Tom Oar Obituary: The Life And Legacy of A Mountain Man

Tom Oar was a true American mountain man, one of the last remaining individuals to embrace the traditional life of self-sufficient survival in the wilderness. Born in rural Montana in 1945, Tom learned from an early age to live off the land through hunting, trapping, foraging, and primitive skills. 

After joining the Forest Service, he met his wife Karen and together they spent decades living a nomadic existence, following animal migration patterns across the rugged peaks and valleys of the American West. Shunning modern comforts, the Oars’ mountain man lifestyle of building remote cabins, harvesting wild game and plants, and traversing the backcountry by foot and horseback exemplified a profound reverence for nature

Tom’s unwavering commitment to the ways of the mountain men inspired many through History Channel shows before his passing in 2023 at age 77. This is the remarkable legacy of an icon who embodied rugged individualism through his connection to the American wilderness.

Early Life And Career

Tom Oar was born in 1945 in a remote corner of Montana, where his family eked out a living from the unforgiving wilderness. From a young age, Tom learned the ways of the mountain man – hunting, trapping, foraging, and living off the land. His early exposure to this rugged, self-sufficient lifestyle shaped his unwavering connection to nature and disdain for modern comforts.

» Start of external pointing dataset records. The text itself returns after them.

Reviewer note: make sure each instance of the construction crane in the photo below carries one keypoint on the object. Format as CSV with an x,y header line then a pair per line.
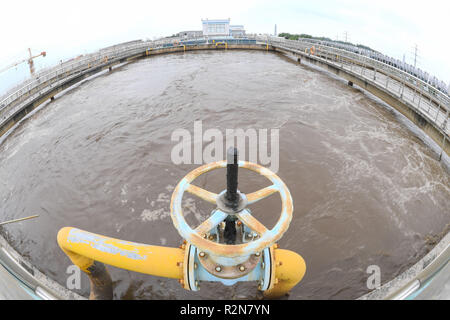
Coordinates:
x,y
29,60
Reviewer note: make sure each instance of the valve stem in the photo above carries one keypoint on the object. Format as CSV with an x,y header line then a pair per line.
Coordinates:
x,y
232,176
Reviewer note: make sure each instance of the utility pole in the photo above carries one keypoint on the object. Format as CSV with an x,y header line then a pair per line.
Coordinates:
x,y
415,55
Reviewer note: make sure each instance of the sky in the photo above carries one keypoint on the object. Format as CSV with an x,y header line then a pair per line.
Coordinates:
x,y
66,29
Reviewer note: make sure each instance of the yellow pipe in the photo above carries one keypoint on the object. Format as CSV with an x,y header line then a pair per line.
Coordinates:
x,y
289,270
83,248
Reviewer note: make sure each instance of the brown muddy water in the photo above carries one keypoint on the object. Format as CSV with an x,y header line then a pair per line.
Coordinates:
x,y
366,190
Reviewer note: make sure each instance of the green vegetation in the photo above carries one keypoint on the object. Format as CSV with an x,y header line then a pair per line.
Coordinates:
x,y
307,36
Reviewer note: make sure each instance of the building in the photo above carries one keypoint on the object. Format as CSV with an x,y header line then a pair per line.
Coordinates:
x,y
237,31
216,28
190,34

After high school, Tom joined the Forest Service, working as a ranger and wildland firefighter. It was on one of his backcountry patrol assignments that he met Karen, an equally avid outdoorswoman. The two kindred spirits quickly fell in love, marrying in their early 20s with a shared dream – to live out their days immersed in the American wilderness.

Living Off The Land

Living Off The Land

The Oars wasted no time in turning that dream into reality. Over the next few decades, they became true mountain men, spending months at a time surviving solely on what they could harvest from the forests and mountains. Their lifestyle was one of minimalism and self-reliance:

  • Building remote cabins from hand-hewn logs
  • Hunting game like elk, deer, and bear
  • Foraging wild plants, roots, and berries
  • Creating tools and clothing from animal hides
  • Traversing harsh terrain by foot or horseback

But the Oars were no mere survivalists – their profound reverence for nature shaped every aspect of how they lived. As Karen put it:

“We took only what we needed and gave thanks. The wilderness provided for us, so we gave back by treating it with deep respect.”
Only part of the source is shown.